Long-Term Trends in Profitability: The Recovery of World War Ii
Jerome Levy Economics Institute Working Paper No. 10
24 Pages Posted: 29 Mar 2000
Date Written: October 1988
It has become accepted doctrine among economists that the rate of profit in the United States has declined since the mid-1960s. What is less a matter of agreement is whether this decline represents a stage in a long-term secular decline. In a recent article Dumenil, Glick, and Rangel (1987) reviewed the existing empirical evidence on this topic and found that independent of variation in the definition of the rate of profit. Any series extending back to 1929 reveals a stable or increasing trend. Although two periods of serious decline exist (after World War I and in the late 1950s) they are connected by a "leap forward" during World War II In fact in any measure which does not subtract taxes from profit World War II coincides with a considerable restoration of the rate of profit. This is an important anomaly for Marxists who predict a long-term declining tendency yet it has never been addressed in the empirical literature on this topic.
There is no doubt that a restoration of the rate of profit discovered in the 1940s questions the relevance of Marx's famous thesis of a falling tendency of the rate of profit in capitalist economics. Certainly when Marx discussed the tendency of the rate of profit he acknowledged the important role of countertendencies. However one would not expect the counter tendencies which Marx discussed to have such a concentrated impact over such a short span of time.

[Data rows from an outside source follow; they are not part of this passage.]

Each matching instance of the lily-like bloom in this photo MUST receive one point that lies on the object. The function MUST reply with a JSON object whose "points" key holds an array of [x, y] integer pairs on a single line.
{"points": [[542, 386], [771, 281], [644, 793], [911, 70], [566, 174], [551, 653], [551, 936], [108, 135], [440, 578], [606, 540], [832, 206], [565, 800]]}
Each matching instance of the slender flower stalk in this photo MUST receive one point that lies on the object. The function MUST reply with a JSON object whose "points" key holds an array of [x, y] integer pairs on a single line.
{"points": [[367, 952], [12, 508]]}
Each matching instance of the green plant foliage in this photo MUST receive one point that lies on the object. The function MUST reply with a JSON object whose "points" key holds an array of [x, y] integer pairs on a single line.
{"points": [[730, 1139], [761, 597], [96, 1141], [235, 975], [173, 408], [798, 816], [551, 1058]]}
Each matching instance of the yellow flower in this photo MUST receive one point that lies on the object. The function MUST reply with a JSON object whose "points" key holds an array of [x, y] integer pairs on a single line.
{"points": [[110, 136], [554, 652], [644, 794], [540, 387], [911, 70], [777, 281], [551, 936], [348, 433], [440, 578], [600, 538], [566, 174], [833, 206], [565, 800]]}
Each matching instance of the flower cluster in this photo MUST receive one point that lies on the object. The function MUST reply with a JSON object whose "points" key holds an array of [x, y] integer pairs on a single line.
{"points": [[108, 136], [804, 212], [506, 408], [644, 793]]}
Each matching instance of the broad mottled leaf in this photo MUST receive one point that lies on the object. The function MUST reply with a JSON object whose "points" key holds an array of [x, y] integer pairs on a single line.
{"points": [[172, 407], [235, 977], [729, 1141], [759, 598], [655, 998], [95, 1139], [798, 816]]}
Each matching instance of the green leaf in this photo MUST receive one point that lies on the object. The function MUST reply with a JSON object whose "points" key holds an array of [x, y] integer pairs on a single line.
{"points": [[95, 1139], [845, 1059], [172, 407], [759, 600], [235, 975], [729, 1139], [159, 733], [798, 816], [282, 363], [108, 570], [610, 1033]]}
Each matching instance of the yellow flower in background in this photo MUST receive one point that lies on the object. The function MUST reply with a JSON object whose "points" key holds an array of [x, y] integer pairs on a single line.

The purpose of the present study is to investigate more carefully this leap forward in profitability. In a first part we will fully explore the statistical characteristics of the leap forward. Specifically we will compare the leap forward with earlier and future fluctuations and trends in profitability (an effort will be made in spite of the deficiencies of the data, to cover a period of 120 years). We will further determine whether the leap forward is invariant to the choice of the definition of the rate of profit or whether it can be explained by a specific choice of statistical categories. A second part will consider whether the leap forward is the expression of changes in the relative price of fixed capital, or a variation in the workweek of capital. The final part will explore whether the leap occurred in specific industries or whether it was a general feature of the economy. In the conclusion we will discuss a number of further alternative explanations.